Faleceu Volmar Santos, fundador da Coligay, considerada a primeira torcida organizada LGBTQ+ do futebol brasileiro e historicamente ligada ao Grêmio. A informação foi confirmada por familiares. Volmar tornou-se um símbolo de resistência e inclusão ao levar, ainda em 1977, a bandeira da diversidade às arquibancadas, em pleno período da ditadura militar, abrindo caminho para o surgimento de inúmeros coletivos e movimentos que hoje atuam no enfrentamento à homofobia no esporte.
Apaixonado por futebol e torcedor declarado do Grêmio, Volmar construiu uma trajetória marcada pela coragem e pelo ativismo. Além de sua atuação histórica no futebol, teve carreira como comunicador, radialista e colunista social, sendo também uma figura de destaque no Carnaval de Passo Fundo, no Rio Grande do Sul. Sua presença em diferentes espaços da vida cultural reforçou o caráter plural de sua militância, sempre associada à defesa do respeito e da liberdade.

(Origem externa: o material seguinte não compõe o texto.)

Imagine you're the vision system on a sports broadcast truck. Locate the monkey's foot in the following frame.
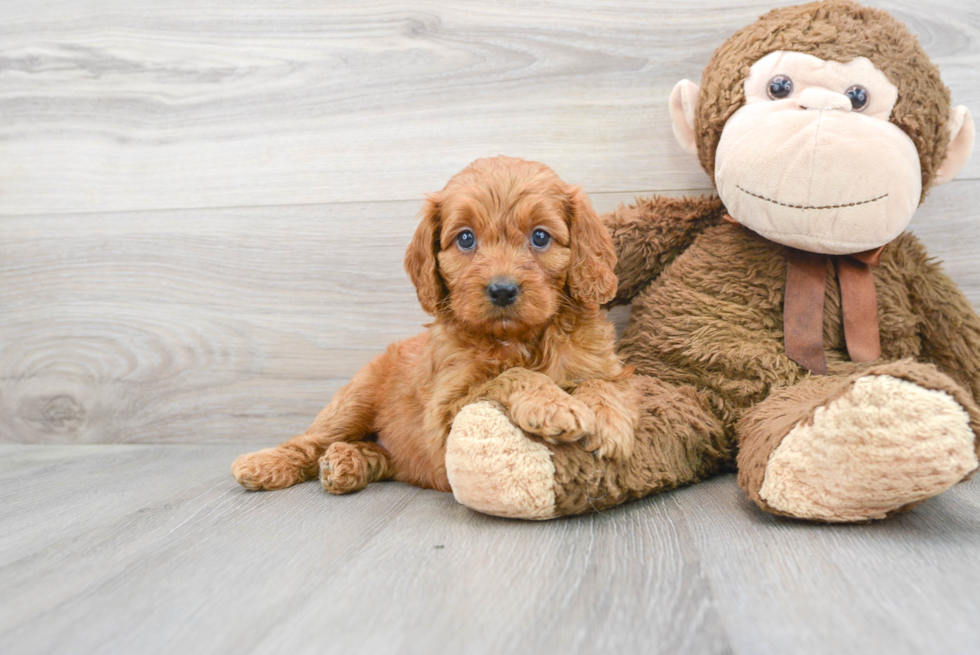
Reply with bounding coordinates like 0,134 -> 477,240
758,375 -> 978,522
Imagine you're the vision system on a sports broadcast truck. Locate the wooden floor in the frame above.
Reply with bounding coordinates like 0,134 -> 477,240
0,0 -> 980,655
0,445 -> 980,655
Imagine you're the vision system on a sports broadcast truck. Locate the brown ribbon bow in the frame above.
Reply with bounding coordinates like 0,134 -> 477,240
783,246 -> 884,375
725,215 -> 885,375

Em nota publicada nas redes sociais, o Grêmio lamentou a morte de Volmar Santos e destacou a importância de seu legado. “Seu legado de respeito, diversidade e resistência será lembrado para sempre por todos os tricolores”, escreveu o clube. A manifestação se soma a diversas homenagens feitas por entidades, torcidas organizadas e coletivos LGBTQ+, que ressaltaram o papel histórico do fundador da Coligay na transformação do debate sobre representatividade no futebol brasileiro.
A iniciativa liderada por Volmar ajudou a romper silêncios e estigmas em um ambiente tradicionalmente marcado pela exclusão. Ao ocupar os estádios com orgulho e visibilidade, a Coligay tornou-se referência nacional e internacional, inspirando a criação de torcidas LGBTQ+ e movimentos que hoje atuam na promoção de um futebol mais seguro, plural e livre de preconceitos.
No Ceará, a Vozão Pride, torcida organizada LGBTQIA+ ligada ao Ceará Sporting Club, também se manifestou publicamente sobre a perda. Em nota divulgada nas redes sociais, o coletivo lamentou “profundamente essa perda” e afirmou que dará continuidade ao legado deixado por Volmar Santos, “mantendo viva a luta por respeito e inclusão no futebol”.